In fact, Lincoln was not an abolitionist, but a “free-soil” advocate, who desired to prohibit the expansion of slavery into the Western territories and thereby contain it in the South. During the 1860 campaign, however, he refused to alleviate Southern fears or to elaborate on his position. The Republican nominee simply pointed to his previous statements that slavery was immoral; he hoped it would end someday; and he would not disturb it where it already existed (i.e., in the South).
The stunt that Lincoln performs in this Harper’s Weekly cartoon recreates the time when Blondin carried his 136-pound agent, Henry Colcord, on his back while crossing Niagara Falls on a tightrope. The image may also allude to a crossing in which Blondin appeared as an enchained Liberian slave.
Blondin repeated the Niagara Falls crossing several times while performing various stunts, such as drinking a bottle of wine, eating a meal, standing on his head, standing on one foot, walking blindfolded, hanging by his feet, pushing a wheelbarrow, lying down, and walking on stilts (the latter accomplished before an audience that included Edward, Prince of Wales).
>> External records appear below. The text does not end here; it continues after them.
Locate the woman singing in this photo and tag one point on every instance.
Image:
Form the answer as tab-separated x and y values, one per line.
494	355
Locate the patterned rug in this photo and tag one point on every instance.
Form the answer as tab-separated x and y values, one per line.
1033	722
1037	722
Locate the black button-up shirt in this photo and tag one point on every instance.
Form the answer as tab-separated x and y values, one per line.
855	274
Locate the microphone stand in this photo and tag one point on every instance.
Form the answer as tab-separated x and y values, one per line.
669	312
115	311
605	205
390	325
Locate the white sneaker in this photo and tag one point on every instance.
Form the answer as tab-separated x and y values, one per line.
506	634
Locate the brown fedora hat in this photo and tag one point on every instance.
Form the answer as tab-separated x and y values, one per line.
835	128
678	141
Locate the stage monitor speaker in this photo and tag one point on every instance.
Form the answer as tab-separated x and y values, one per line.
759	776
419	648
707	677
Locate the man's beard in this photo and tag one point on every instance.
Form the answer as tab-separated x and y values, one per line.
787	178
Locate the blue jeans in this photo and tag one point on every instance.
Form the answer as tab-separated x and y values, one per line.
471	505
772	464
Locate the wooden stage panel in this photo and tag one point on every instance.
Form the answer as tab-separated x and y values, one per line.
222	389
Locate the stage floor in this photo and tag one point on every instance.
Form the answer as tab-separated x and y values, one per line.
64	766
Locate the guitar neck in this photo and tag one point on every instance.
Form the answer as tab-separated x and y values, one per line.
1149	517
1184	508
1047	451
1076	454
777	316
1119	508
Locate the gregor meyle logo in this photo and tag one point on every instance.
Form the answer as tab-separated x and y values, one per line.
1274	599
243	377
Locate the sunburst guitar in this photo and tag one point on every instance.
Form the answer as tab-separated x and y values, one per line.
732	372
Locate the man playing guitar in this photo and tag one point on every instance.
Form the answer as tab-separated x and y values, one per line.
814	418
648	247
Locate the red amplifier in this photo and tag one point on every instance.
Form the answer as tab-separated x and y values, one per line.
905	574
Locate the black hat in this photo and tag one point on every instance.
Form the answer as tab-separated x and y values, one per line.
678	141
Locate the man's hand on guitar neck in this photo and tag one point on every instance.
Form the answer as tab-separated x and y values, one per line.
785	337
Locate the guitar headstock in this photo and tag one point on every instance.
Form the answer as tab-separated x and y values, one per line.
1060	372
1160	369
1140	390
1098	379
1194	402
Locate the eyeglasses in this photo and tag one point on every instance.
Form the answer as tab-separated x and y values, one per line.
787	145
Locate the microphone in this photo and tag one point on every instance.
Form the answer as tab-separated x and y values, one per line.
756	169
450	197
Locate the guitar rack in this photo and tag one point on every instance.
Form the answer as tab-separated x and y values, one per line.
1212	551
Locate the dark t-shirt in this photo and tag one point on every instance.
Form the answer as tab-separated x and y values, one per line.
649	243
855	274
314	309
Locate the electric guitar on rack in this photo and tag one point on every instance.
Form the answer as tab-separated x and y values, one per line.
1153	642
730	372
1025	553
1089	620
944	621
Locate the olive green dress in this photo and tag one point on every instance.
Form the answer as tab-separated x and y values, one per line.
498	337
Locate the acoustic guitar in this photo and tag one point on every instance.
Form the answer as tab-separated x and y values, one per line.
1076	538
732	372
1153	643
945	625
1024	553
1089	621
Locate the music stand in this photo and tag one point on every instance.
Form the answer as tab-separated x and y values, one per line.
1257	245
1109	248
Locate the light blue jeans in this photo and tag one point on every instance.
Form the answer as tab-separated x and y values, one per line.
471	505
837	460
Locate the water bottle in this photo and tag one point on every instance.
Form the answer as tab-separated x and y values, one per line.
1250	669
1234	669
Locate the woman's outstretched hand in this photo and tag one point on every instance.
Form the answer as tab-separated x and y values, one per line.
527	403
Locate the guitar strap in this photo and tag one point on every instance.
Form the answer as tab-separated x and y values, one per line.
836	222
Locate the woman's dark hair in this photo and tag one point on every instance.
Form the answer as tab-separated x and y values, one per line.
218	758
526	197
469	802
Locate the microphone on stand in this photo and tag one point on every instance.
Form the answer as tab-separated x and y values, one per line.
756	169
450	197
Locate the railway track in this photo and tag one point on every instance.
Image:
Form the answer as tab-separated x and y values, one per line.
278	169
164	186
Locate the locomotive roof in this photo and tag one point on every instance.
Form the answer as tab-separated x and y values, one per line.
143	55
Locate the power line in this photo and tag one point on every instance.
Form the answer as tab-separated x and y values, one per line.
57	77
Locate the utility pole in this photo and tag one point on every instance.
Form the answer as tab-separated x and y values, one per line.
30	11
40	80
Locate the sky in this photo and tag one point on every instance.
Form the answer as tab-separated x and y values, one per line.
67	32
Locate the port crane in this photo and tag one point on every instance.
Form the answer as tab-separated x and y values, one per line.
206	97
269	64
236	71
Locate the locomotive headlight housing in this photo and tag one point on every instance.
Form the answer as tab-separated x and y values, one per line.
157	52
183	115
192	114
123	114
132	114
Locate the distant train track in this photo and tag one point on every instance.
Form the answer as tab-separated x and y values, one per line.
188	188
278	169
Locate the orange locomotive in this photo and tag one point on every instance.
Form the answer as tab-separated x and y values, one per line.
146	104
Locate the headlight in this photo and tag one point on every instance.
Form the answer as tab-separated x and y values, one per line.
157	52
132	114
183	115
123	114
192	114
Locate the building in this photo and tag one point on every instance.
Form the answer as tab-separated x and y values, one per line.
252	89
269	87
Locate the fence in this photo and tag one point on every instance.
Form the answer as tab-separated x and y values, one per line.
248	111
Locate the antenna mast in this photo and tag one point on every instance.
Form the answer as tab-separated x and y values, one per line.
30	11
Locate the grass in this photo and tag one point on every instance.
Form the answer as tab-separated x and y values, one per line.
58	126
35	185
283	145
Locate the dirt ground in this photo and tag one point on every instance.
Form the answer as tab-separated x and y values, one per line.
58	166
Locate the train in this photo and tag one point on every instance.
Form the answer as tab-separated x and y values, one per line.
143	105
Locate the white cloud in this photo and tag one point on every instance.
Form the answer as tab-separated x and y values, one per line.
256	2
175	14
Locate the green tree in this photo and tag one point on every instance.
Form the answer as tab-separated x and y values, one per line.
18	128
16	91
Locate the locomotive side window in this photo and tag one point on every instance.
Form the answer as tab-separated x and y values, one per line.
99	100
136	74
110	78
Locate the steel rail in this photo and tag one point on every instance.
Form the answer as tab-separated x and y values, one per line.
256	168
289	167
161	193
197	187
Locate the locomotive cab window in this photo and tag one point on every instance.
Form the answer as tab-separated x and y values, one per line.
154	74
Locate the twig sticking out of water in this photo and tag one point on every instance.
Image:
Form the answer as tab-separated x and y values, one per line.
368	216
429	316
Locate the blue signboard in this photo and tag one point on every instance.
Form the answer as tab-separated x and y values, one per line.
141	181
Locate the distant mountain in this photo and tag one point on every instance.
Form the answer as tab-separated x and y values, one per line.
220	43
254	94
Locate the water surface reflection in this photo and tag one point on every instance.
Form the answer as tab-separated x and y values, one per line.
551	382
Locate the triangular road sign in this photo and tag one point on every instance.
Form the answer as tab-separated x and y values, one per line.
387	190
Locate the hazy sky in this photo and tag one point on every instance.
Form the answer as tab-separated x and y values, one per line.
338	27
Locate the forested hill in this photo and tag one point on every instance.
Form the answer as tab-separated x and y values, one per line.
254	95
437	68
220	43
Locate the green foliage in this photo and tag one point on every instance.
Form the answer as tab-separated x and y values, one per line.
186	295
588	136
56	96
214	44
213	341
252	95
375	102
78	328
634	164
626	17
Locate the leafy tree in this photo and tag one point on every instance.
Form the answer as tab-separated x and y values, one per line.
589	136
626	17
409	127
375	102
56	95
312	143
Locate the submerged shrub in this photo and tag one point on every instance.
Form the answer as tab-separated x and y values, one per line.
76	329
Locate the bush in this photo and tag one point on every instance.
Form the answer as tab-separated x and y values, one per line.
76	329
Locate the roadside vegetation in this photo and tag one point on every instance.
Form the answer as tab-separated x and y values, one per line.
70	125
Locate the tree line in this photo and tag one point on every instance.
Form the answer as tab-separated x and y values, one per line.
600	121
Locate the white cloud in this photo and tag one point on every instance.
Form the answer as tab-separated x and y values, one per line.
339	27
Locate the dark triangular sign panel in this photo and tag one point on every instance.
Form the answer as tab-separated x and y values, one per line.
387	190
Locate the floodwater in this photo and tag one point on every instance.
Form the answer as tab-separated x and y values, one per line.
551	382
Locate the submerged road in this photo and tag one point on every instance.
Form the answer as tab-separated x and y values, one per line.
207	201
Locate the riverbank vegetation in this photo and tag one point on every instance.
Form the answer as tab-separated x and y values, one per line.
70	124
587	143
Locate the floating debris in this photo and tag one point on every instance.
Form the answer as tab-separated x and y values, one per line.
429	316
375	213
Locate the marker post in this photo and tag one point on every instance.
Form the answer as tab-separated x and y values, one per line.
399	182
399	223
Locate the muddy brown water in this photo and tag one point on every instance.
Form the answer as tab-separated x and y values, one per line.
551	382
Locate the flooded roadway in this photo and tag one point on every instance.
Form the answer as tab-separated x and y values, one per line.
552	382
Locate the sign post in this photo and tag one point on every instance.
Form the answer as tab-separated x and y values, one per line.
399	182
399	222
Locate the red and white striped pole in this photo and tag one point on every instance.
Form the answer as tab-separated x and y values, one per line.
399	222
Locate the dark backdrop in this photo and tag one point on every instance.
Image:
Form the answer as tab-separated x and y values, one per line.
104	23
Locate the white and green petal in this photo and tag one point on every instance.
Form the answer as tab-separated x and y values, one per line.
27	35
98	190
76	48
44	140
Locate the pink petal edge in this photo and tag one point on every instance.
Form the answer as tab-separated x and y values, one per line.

The daredevil made other challenging tightrope walks, including crossing the Montmorenci Fall in Quebec, which is wider and deeper than Niagara Falls, and the Genesee River at Rochester, New York. In 1861, the British Home Office prohibited him from pushing prizefighter Tom Sayers in a wheelbarrow across a tight rope suspended from the Crystal Palace.
By depicting Lincoln performing the dangerous feats of Blondin, the cartoonist promotes caution on the slavery issue, which was a perspective in line with the editorial stance of the newspaper at the time. Before the Civil War, Harper’s Weekly tried to avoid publishing discussions or images of slavery whenever possible, and to calm anxiety and tempers when compelled to confront it. That editorial inclination was grounded in both the conservative political principles of the Harper brothers and their financial self-interest not to alienate readers in any area of the country. Once the Civil War began, Harper’s Weekly took a firm Unionist stance.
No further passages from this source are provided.